Employment Tribunals Fees Scheme struck down and scrapped by Supreme Court

A hugely important Supreme Court decision this morning has resulted in the scrapping of the current Employment Tribunal fees scheme. The Fees Order has been found to be unlawful under both domestic and EU law because it has the effect of preventing access to justice. Since it had that effect as soon as it was made, it was therefore unlawful and has been quashed.

The fees regime had resulted in an almost 80% drop in claims since its introduction and many people were deeply concerned by the impact that fees were having upon access to justice. The case was brought by the trade union UNISON which has been waging a battle against the introduction of these fees for 4 years and has eventually won an enormous victory against the government. Frances O’Grady, the TUC general secretary has described it as a “massive win” for workers.

The Supreme Court’s ruling was unanimous that the government acted unlawfully when it introduced the fees scheme in 2013. The effect of the judgment not only means that the current scheme has to be scrapped, but the government is also going to be responsible for about £30m worth of fees that have been paid since the introduction of the fees regime.

Unison has posted its reaction to the decision on its website quoting General Secretary Dave Prentis:

“The Government is not above the law. But when ministers introduced fees they were disregarding laws many centuries old, and showing little concern for employees seeking justice following illegal treatment at work. The government has been acting unlawfully, and has been proved wrong – not just on simple economics, but on constitutional law and basic fairness too. It’s a major victory for employees everywhere. UNISON took the case on behalf of anyone who’s ever been wronged at work, or who might be in future. Unscrupulous employers no longer have the upper hand. These unfair fees have let law-breaking bosses off the hook these past four years, and left badly treated staff with no choice but to put up or shut up. We’ll never know how many people missed out because they couldn’t afford the expense of fees. But at last this tax on justice has been lifted.”

The government introduced the fees scheme which saw workers having to pay fees of up to £1,200 to pursue a case in the Employment Tribunal with the intention of reducing the number of frivolous and spurious cases that were seen by many employers as being an abuse of process because they were effectively being pursued out of malice. However, the colossal drop in claim numbers was seen by most informed commentators and certainly by employments lawyers as an unlawful impediment to access to justice. Few people believed that almost 80% of cases were frivolous or spurious or being brought through malice and that the real impact was to create a massive ‘pay wall’ as a barrier to bringing a claim.

The Ministry of Justice has already announced that it acknowledges the effect of the judgment and that the Government will take immediate steps to stop charging and refund payments. It is not just claimants to whom this will apply as employers have often been made to reimburse successful claimants for their fees if successful. However, it is not yet clear whether or not the Government will have a further attempt at introducing a less objectionable scheme to replace the one that now has to be scrapped.

One of the particularly problematic aspects of the scheme was that discrimination cases cost more for claimants. The Government sought to justify this on the basis that the claims were more complex and the hearings take longer. However, the Supreme Court has now held that this was indirectly discriminatory because a higher proportion of women would bring discrimination cases. The Supreme Court also noted that the comparatively high level of fees compared to the comparatively low level of average awards meant that a proportion of people would not bring cases because the fees would render any victory almost pyhrric. It also drew attention to the fact that potential claimants in low or middle income households simply could not afford to fund the fees “without sacrificing ordinary and reasonable expenditure for substantial periods of time”. The court observed that while court fees for small claims are related to the value of the claim, the ET and EAT fees bear no direct relation to the amount sought and could therefore be expected to act as a deterrent to claims for modest amounts or non-monetary remedies (which together form the majority of ET claims).

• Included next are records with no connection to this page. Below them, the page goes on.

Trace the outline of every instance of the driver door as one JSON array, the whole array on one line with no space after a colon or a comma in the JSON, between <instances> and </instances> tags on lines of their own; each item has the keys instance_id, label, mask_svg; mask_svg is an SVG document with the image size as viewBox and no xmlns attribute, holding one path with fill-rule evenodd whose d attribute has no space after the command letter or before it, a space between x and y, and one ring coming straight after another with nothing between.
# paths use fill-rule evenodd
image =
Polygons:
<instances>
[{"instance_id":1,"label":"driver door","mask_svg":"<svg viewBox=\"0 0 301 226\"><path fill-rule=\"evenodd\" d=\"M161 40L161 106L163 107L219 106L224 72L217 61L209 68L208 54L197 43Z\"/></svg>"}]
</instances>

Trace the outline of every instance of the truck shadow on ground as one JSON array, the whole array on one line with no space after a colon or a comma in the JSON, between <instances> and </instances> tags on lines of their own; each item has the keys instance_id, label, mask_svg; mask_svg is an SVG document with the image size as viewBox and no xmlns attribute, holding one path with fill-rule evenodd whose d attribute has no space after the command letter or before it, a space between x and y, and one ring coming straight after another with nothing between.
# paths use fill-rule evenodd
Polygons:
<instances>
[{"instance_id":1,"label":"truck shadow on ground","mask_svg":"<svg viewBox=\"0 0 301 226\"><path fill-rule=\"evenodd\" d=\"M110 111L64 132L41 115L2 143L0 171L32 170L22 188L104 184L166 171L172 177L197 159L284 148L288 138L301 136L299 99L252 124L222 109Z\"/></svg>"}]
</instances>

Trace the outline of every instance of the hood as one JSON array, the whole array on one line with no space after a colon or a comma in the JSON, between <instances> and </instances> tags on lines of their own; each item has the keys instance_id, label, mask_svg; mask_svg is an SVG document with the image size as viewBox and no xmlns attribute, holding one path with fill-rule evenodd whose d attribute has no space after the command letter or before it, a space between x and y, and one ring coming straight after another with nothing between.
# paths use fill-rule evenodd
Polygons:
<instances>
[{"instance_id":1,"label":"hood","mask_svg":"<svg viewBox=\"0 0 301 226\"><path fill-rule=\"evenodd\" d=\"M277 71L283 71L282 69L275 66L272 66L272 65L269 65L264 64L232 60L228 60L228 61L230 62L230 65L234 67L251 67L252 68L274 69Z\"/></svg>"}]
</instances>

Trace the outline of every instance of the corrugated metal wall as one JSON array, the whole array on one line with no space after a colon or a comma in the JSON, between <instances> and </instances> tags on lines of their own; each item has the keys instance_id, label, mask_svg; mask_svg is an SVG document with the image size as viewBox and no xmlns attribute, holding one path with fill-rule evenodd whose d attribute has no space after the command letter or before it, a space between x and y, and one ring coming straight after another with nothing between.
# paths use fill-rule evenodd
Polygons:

The evidence before the Court showed that the effect of the Fees Order was a dramatic and persistent fall in the number of claims brought in ETs, with a greater fall in the number of lower value claims and claims in which a financial remedy was not sought. Fees were the most frequently cited reason for not submitting a claim. Worked examples of the impact of fees on hypothetical claimants indicated that in order to meet the fees they would have to restrict expenditure that was ordinary and reasonable for maintaining living standards.

It will now be interesting to see what happens to the level of claims and whether they will climb back up to previous levels. Much may depend upon whether the Government seeks to introduce a replacement scheme.